ロジック半導体とは?
ロジック半導体とは?
2024/07/10
ロジック半導体
とは?
科学の目でみる、
社会が注目する本当の理由
ロジック半導体とは?
トランジスタをベースとした高度な論理演算を実行する半導体デバイスで、情報通信機器をはじめとするさまざまな電子機器に搭載され、それらを進化させてきました。演算を高速かつ低消費電力で行うためには、トランジスタを微細にし、数多く集積する技術がカギとなります。技術の研究開発は今も続けられており、最近では、トランジスタの構造が平面から立体になるという革新もありました。
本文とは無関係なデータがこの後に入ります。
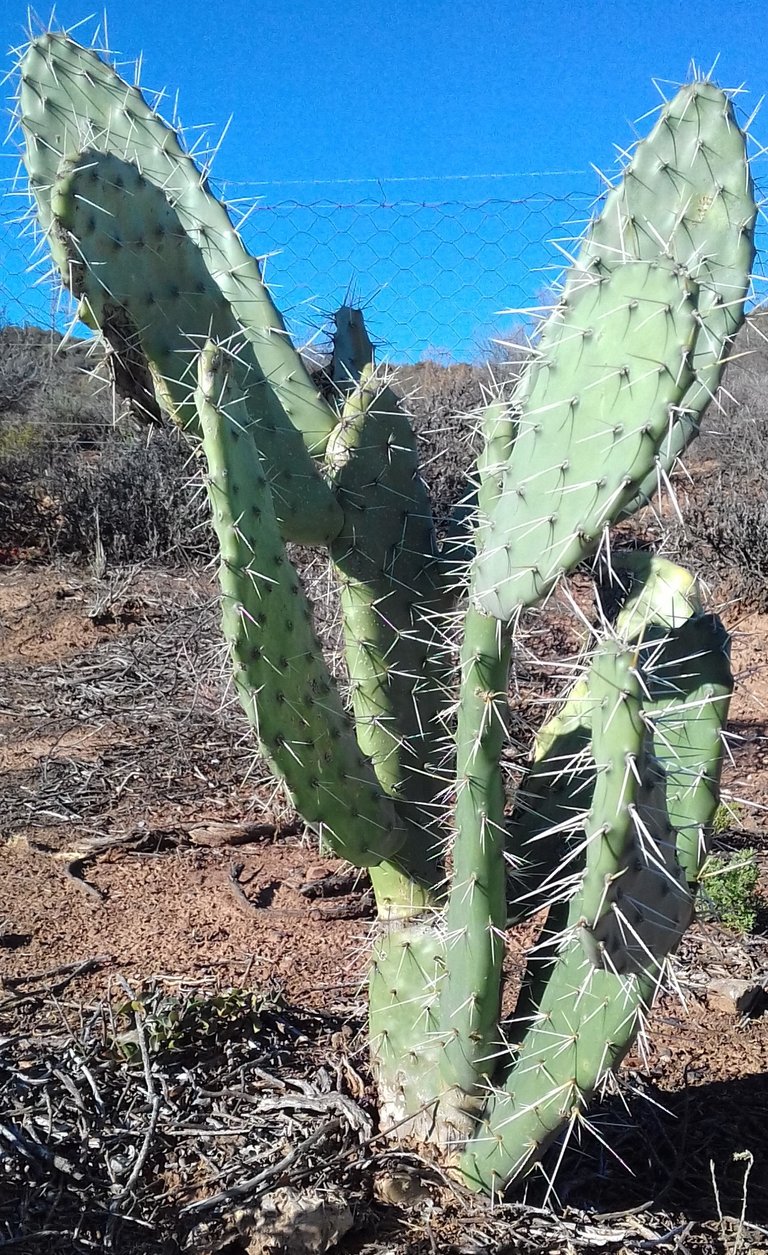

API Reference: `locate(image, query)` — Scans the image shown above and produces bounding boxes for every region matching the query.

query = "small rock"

○○ nm世代という言葉を耳にしたことがあるかもしれませんが、これは、ロジック半導体をつくる技術の世代のことです。現在では、この長さが何かのサイズを表しているわけではなく、短くなるほど技術が進んでいることを表しています。ロジック半導体が注目されている理由、国内外の動向について、AIチップデザインオープンイノベーションラボラトリ AIチップ設計環境チームの大内真一チーム長に聞きました。
ロジック半導体とは
論理演算を行う頭脳。半導体デバイスの本流
半導体とは、電気の流れやすさに関して、ほとんど流れない絶縁体と、よく流れる導体の中間にある物質の名称です。一般には、半導体といえば、電気回路をつくりつけた半導体の薄片、チップ、あるいはそれを製品の形にしたものを指すことの方が多いようです。小さくて薄くて四角い板にたくさんの金属の脚が付いているものを見たことがあるのではないでしょうか。そんな半導体のうち、論理演算を行うためのものが「ロジック半導体」です。ロジック半導体は、コンピューターやスマートフォンはもちろん、家電や自動車などさまざまな製品において動作の制御に使われており、私たちの生活に欠かせないものになっています。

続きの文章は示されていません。